Research Press Release

Environment: Human pollution in Antarctica may accelerate snow melting

Nature Communications

February 23, 2022

Black carbon pollution near Antarctica’s tourist-landing sites and research facilities may increase snow melting in these regions, according to a paper published in Nature Communications. The findings suggest that black carbon could cause the snowpack (the snow accumulated above the ground) to shrink by 23 millimetres every summer in the most impacted areas.

Fossil fuel and biomass burning produces black carbon that absorbs sunlight and warms the atmosphere. When black carbon settles onto snow, heat is trapped and melting increases. Human presence in Antarctica has risen substantially in recent decades, but the impacts of local black carbon emissions, likely increased following the recent surge in visitors, are yet to be quantified.
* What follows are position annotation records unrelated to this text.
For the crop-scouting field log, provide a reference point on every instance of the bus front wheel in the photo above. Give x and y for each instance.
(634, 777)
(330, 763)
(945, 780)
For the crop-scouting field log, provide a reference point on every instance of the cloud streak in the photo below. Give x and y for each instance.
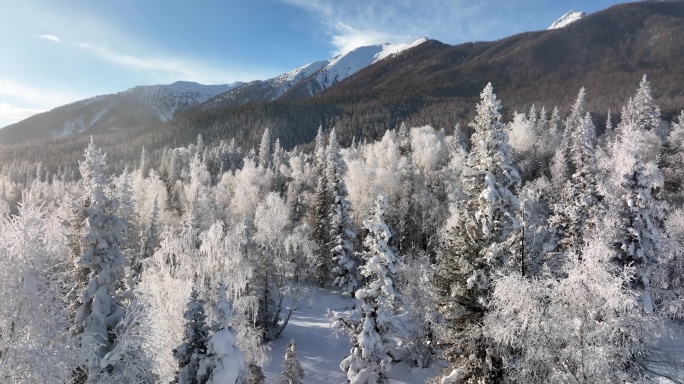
(181, 69)
(51, 38)
(10, 114)
(354, 23)
(36, 97)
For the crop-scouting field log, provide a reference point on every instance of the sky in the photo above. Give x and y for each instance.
(56, 52)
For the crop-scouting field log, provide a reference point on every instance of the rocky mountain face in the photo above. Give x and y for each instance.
(428, 83)
(139, 106)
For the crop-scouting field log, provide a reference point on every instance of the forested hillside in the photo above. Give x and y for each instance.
(532, 248)
(430, 84)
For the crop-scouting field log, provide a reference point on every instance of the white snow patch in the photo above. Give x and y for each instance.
(320, 350)
(71, 127)
(347, 64)
(567, 19)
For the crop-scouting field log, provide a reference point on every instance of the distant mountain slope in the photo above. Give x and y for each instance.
(309, 79)
(434, 83)
(567, 19)
(137, 106)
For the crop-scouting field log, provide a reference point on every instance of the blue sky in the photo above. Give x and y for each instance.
(57, 52)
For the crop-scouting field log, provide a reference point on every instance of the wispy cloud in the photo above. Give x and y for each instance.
(33, 96)
(345, 38)
(354, 23)
(51, 38)
(10, 113)
(179, 68)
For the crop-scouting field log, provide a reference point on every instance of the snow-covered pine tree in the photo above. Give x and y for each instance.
(340, 229)
(149, 240)
(369, 361)
(34, 346)
(484, 240)
(193, 350)
(292, 369)
(321, 234)
(637, 210)
(319, 151)
(584, 328)
(97, 297)
(641, 111)
(145, 163)
(575, 211)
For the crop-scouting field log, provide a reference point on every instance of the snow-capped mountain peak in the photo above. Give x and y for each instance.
(311, 78)
(342, 66)
(567, 19)
(165, 100)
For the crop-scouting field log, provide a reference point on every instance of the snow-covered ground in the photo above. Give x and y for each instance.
(667, 363)
(319, 349)
(567, 19)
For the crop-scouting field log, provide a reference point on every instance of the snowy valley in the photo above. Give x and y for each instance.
(420, 257)
(413, 227)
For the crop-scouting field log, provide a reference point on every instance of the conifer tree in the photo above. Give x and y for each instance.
(369, 360)
(635, 207)
(484, 240)
(145, 164)
(575, 212)
(641, 112)
(340, 229)
(321, 234)
(191, 352)
(292, 370)
(265, 150)
(97, 297)
(149, 239)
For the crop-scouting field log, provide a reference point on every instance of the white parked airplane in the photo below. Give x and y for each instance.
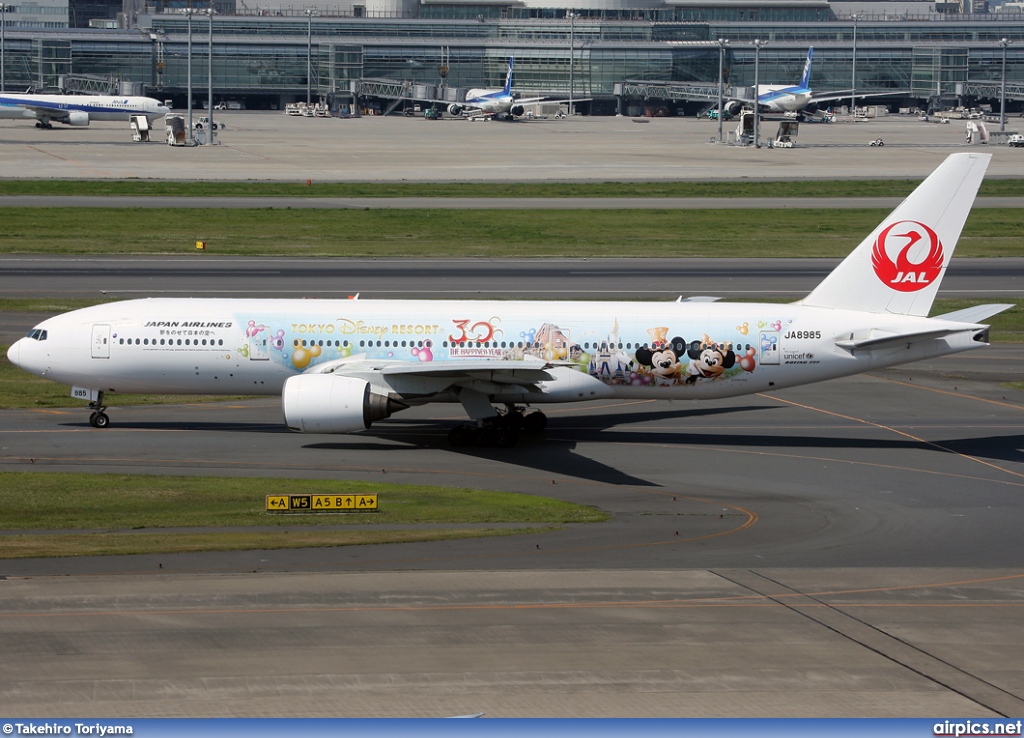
(77, 110)
(495, 103)
(791, 98)
(342, 364)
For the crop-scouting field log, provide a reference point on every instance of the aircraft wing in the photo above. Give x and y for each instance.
(845, 95)
(55, 114)
(521, 373)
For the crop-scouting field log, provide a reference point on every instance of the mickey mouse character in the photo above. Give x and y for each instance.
(708, 360)
(663, 361)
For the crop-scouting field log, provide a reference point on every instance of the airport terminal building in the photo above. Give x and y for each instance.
(625, 56)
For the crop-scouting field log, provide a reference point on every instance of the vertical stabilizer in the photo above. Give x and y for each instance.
(805, 81)
(508, 78)
(898, 268)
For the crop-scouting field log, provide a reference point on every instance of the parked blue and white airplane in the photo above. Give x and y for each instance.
(343, 364)
(790, 98)
(77, 110)
(495, 103)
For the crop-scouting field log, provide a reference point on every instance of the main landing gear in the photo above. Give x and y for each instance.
(501, 431)
(98, 419)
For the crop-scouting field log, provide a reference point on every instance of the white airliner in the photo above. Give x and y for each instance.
(77, 110)
(791, 98)
(495, 103)
(342, 364)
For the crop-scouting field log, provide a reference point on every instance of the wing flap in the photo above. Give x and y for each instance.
(500, 372)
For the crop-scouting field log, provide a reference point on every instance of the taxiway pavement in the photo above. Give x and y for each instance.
(274, 146)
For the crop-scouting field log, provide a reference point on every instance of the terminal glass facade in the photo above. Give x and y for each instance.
(262, 60)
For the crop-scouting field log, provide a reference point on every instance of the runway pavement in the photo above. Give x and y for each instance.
(207, 275)
(274, 146)
(847, 549)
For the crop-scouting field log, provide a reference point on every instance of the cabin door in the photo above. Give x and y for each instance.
(100, 342)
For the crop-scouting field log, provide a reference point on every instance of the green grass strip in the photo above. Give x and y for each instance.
(737, 188)
(130, 514)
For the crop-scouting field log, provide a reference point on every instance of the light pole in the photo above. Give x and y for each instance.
(853, 68)
(3, 50)
(722, 44)
(189, 11)
(1003, 86)
(209, 76)
(309, 53)
(571, 56)
(758, 45)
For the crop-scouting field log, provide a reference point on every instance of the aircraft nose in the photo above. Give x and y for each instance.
(13, 351)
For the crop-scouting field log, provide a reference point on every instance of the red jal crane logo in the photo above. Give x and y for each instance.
(902, 274)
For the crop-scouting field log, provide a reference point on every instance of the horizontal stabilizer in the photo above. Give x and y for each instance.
(894, 340)
(698, 298)
(974, 314)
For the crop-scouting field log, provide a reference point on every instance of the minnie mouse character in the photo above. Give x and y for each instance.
(709, 360)
(663, 361)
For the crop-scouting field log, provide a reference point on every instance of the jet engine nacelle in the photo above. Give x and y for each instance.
(78, 118)
(328, 403)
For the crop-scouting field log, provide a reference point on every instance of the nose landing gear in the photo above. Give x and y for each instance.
(98, 419)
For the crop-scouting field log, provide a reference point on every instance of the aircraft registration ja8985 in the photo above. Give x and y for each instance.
(342, 364)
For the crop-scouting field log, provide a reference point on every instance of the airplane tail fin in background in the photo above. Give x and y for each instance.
(805, 81)
(508, 78)
(897, 269)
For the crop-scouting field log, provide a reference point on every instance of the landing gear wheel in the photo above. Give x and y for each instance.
(460, 436)
(504, 437)
(535, 422)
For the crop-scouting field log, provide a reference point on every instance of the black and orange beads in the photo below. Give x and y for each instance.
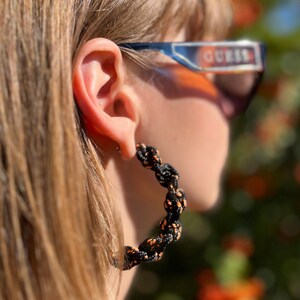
(170, 228)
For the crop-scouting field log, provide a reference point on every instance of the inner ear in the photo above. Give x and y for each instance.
(107, 68)
(120, 108)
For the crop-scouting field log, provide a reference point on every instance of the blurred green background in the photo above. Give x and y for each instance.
(248, 247)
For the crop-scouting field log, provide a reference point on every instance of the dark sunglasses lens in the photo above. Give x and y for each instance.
(239, 88)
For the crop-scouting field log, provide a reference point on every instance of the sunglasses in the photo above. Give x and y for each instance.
(238, 66)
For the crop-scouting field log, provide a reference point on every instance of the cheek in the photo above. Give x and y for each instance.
(192, 134)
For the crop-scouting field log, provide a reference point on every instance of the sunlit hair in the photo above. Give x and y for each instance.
(59, 226)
Sarah Feron, Raúl Cordero and colleagues measured black carbon concentrations in snow samples collected along a 2,000 km stretch of the northern Antarctica Peninsula, spanning areas with the most tourist and research activity, and more remote regions. The authors found that the snow around research facilities and tourist-landing sites contained more black carbon than in samples taken at remote sites. They calculated that black carbon in heavily impacted areas causes snowpack to shrink by up to 23 millimeters every summer. The authors estimate that an annual average of 53,000 tourists visited Antarctica during the tourist seasons between 2016 and 2020, and suggest the amount of black carbon attributable to each visitor may contribute to the melting of approximately 83 tons of snow each summer.

Feron and co-authors argue that methods to mitigate black carbon accumulation, such as using cleaner energy, hybrid or electric ships and limiting tourist visits, are needed to lessen the burden of human activities in the most visited regions of the continent.